Anak yang berasal dari keluarga tidak utuh biasanya akan merasa minder. Ia akan memiliki rasa rendah diri yang begitu kuat hingga sulit bersosialisasi dengan orang di sekitarnya. Perasaan minder ini bisa berdampak buruk karena akan membuat anak menarik diri dari hubungan sosial. Ia bahkan bisa kesulitan sekolah dan tidak punya teman karena merasa malu akan kondisi keluarganya.

  • Muncul Sikap Kasar

Dampak berikutnya yang bisa ditemui pada anak korban perpecahan keluarga adalah munculnya sikap kasar. Anak yang ditinggal kedua orangtuanya berpisah biasanya akan lebih kasar. Sikap ini merupakan wujud pelampiasan amarah karena merasa kesal dengan takdir yang terjadi di keluarganya. Selain kasar biasanya anak juga akan menjadi pemberontak dan tidak mau taat pada aturan.
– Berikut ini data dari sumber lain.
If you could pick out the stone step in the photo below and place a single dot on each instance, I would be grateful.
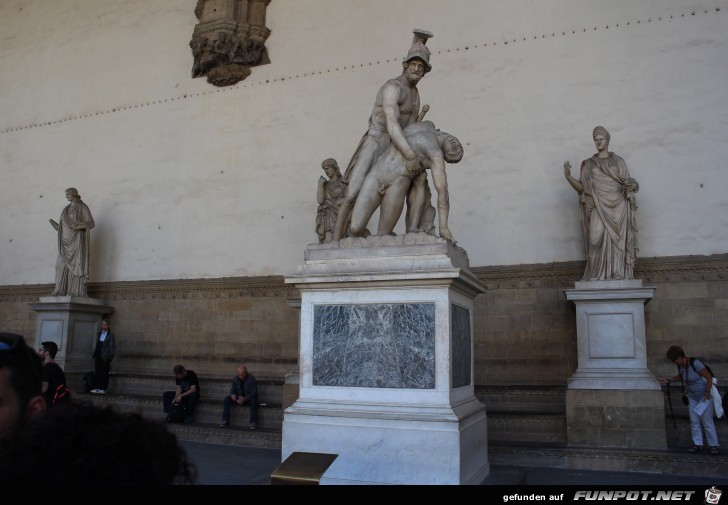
(207, 412)
(269, 391)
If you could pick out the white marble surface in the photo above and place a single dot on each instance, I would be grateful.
(373, 449)
(387, 435)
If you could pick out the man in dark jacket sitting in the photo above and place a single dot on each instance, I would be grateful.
(244, 391)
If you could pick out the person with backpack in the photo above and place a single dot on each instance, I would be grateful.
(697, 382)
(55, 389)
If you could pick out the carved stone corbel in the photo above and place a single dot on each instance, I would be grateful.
(229, 39)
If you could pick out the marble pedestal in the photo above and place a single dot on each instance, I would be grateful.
(386, 363)
(613, 400)
(72, 322)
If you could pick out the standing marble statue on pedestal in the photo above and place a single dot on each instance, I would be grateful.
(386, 361)
(74, 246)
(612, 380)
(608, 212)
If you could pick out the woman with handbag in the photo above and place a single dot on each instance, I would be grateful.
(697, 385)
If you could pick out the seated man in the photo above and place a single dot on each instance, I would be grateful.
(392, 179)
(244, 391)
(188, 391)
(55, 388)
(21, 398)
Itulah 5 dampak psikologi yang bisa dialami oleh anak korban broken home. Jika memang orangtua harus berpisah karena alasan tertentu, maka anak harus mendapatkan perhatian khusus. Cari referensi sebanyak-banyaknya lewat artikel keluarga atau lakukan konsultasi dengan ahli. Pastikan anak tidak mendapatkan dampak psikologi yang merusak kualitas hidupnya nanti.